September/October 1994 | Contents

Secrets of a Courthouse Reporter

by Louise Yarnall
Yarnall is a reporter at The Outlook in Santa Monica, California.

In L.A., the courthouse is for judges, jurors, bailiffs, and lawyers. Reporters? Take a number, chump.

The designated "press room" for the O.J. Simpson preliminary hearing was on the eleventh floor of the Criminal Courts Building -- a plain white room with three long white tables crammed into a space about a third the size of the average M.E.'s office.

For those who arrived early enough to stake out a square on one of the tables, working conditions were elbow-to-elbow. Latecomers sat on the floor, leaned in the doorway, or jumped up on the sink in the corner. Those with East Coast deadlines or without courtroom passes would spend the day there, watching the hearing on a twelve-inch television set perched on a stack of telephone books while banging away into a remote.

Grief with editors became a great equalizing force.
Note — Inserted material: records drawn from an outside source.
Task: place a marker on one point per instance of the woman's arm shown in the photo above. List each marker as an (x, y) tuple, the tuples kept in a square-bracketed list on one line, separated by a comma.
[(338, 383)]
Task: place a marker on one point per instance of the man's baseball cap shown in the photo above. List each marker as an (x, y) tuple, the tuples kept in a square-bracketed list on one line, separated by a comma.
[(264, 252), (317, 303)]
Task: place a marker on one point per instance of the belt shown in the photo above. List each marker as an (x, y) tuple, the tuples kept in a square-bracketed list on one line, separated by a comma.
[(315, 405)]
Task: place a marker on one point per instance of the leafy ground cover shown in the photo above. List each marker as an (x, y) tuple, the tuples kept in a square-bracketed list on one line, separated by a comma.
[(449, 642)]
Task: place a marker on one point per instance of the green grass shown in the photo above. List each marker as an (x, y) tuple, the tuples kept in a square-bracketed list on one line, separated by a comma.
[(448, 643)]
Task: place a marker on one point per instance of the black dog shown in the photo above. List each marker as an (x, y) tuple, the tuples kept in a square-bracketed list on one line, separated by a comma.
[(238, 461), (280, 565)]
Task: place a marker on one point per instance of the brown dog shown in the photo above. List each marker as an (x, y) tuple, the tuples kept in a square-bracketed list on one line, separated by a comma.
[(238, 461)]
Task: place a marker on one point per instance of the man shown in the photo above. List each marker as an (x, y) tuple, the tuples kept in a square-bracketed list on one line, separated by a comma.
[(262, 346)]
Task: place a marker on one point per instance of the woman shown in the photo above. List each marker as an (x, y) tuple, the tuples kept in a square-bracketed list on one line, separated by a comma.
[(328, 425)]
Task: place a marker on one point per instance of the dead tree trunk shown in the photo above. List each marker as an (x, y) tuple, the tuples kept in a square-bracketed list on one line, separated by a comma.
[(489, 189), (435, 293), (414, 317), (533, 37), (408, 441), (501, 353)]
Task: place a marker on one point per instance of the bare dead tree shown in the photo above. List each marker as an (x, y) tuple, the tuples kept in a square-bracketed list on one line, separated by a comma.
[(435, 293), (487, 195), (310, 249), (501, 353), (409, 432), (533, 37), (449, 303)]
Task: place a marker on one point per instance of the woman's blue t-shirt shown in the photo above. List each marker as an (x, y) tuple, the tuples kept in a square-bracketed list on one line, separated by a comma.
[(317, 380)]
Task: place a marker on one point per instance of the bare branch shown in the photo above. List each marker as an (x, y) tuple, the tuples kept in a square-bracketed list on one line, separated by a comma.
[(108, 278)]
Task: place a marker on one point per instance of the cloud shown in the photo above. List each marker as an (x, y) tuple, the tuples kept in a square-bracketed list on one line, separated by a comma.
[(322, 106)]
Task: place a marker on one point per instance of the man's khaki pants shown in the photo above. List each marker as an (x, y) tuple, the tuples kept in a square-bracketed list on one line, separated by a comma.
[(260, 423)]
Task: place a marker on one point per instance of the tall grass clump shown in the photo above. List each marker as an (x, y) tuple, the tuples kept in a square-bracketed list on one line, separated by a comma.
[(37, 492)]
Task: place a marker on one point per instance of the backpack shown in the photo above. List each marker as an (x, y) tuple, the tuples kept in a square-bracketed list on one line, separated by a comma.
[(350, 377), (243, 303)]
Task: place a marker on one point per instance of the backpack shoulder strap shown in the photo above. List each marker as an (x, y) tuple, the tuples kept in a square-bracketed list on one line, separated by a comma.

Since telephone conversations were public domain, it became a source of comfort for those of us from the journalistic small-time to hear the reporter from the august New York Times arguing with his editors.

"You want the dawg in the lead!" protested the reporter, who had a gravelly southern drawl. "That's such an AP mentality. A dawg. Why don't I just put in a burnin' barn -- that'll get 'em readin'!"

When he slammed down the phone, he shouted out, cheerleader-style: "How much do we hate editors?"

The reporter from The Washington Post struggled with an assignment she didn't like -- a "color story" on the families of the victims. She finally turned it in only to get another call from her editors. They wanted a legal analysis. It was past 5 p.m. on the Friday before the July 4th weekend.

A reporter from USA Today considered it a great moral victory when she convinced her editors, after much argument, that there were actually thirty-three disputed pieces of evidence that the defense was challenging in its motion to suppress -- not the widely reported thirty-four.

Next to editors, our worst tormentors were court bailiffs on the ninth floor, who were charged with enforcing the rules against media contact with the major players. Merely asking if Simpson's attorney, Robert Shapiro, would be holding a press conference could bring on threats of permanent banishment from the courtroom.

The rules seemed to change each day. The appointed times for picking up the courtroom pass kept changing. The places to line up for the pass kept changing. Even the passes themselves kept changing -- from orange to bright pink.

The morning after the July 4th weekend, a maintenance guy in a beige uniform appeared at the press room doorway. "The air conditioner is broken," he said.

Someone from the courthouse sent down a week's supply of coffee, filters, and cups. The next day a harried technician rushed in with the news that something had blown the fuse for three different television stations trying to do live shots. His eyes locked in on the coffee machine. "Shut it off!" he said, running off. It was hard not to think: conspiracy.

During court breaks, we'd watch the hallway television feed to see which of our colleagues was sneaking a ninth-floor interview with the attorneys behind a bailiff's back. By the end of the preliminary hearing, reporters had become brazen, following defense attorney Gerald Uelmen right up to the men's room, then picking up the conversation when he exited.

That was most of us. Then there was the New York Times writer. He had an assistant -- a hard-working cub reporter whose job description seemed to include getting coffee and sandwiches for the Writer, spelling names, protecting the Writer from air-conditioning drafts, finding quotes, generally explaining what was going on, and, occasionally, soothing the Writer's bruised ego when editors called with niggling questions.

"I do hair," the assistant wisecracked.

By the second week, the courtroom routine had so beaten us down that most reporters lost their competitive lust. We freely shared choice tidbits of color from the courtroom -- describing how Nicole Brown Simpson's father "bowed and wept" when the search warrant evidence was admitted by the judge, or how Marcia Clark warned the family that she was about to bring out the gory photographs from the death scene.

Toward the end, a New York Newsday reporter volunteered to do "pool color" for the gang.

We checked our quotes against each other.

 We spelled names for each other.

 We were a band of rough equals who were lucky to be thrown together in a tiny room for a brief, interesting time.